A disappointed Stokes left the field after making 52, leaving England 194/5. England’s No. 7 Jonny Bairstow had already made his way to the middle when replay on the big screen at the ground revealed Joseph had overstepped and thereby had bowled a no ball.

Third umpire Chris Gaffaney altered his on-field counterpart Rod Tucker about it who in turn signalled the no-ball meaning Stokes, who had already climbed up the pavilion stairs, had to return.

The dramatic turn of events left everyone confused. However, what transpired was perfectly within the new rules that allow for a batter to be recalled even if he/she has stepped out of the field of play, provided the next ball hasn’t been delivered after dismissal.

The erstwhile rule would have prevented any such reversal. However, in April 2017, the Marylebone Cricket Club (MCC) introduced Law 31.7 which deals with the possibility of batsmen “leaving the wicket under a misapprehension”.

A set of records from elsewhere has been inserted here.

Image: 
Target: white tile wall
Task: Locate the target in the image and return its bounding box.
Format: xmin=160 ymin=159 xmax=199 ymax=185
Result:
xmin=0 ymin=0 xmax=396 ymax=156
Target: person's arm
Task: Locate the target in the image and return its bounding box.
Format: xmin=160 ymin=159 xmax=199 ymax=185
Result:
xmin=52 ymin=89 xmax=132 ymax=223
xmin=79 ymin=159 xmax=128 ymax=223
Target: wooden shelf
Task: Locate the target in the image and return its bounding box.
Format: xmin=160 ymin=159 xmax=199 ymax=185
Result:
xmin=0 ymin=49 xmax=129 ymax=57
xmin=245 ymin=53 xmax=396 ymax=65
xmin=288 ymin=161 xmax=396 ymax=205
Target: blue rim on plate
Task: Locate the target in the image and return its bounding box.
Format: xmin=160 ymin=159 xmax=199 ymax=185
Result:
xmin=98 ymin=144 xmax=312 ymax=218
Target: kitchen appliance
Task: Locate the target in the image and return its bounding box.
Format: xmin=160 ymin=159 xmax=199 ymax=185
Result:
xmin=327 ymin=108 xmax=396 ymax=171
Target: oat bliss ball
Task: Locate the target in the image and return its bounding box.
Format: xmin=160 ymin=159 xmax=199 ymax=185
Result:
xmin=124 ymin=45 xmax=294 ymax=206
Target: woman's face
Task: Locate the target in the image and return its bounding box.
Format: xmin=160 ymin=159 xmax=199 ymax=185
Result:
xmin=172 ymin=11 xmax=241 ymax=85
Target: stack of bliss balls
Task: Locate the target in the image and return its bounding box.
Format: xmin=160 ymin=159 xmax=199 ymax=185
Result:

As per the new code, which came into effect from October 2017, “An umpire shall intervene if satisfied that a batsman, not having been given out, has left the wicket under a misapprehension of being out. The umpire intervening shall call and signal Dead ball to prevent any further action by the fielding side and shall recall the batsman.

“A batsman may be recalled at any time up to the instant when the ball comes into play for the next delivery, unless it is the final wicket of the innings, in which case it should be up to the instant when the umpires leave the field.”

Stokes remained unbeaten on 62 alongside Jos Buttler (67*) as the duo lead England’s recovery after they were reduced to 107/4 to finish Day 1 at 231/4 in 83 overs.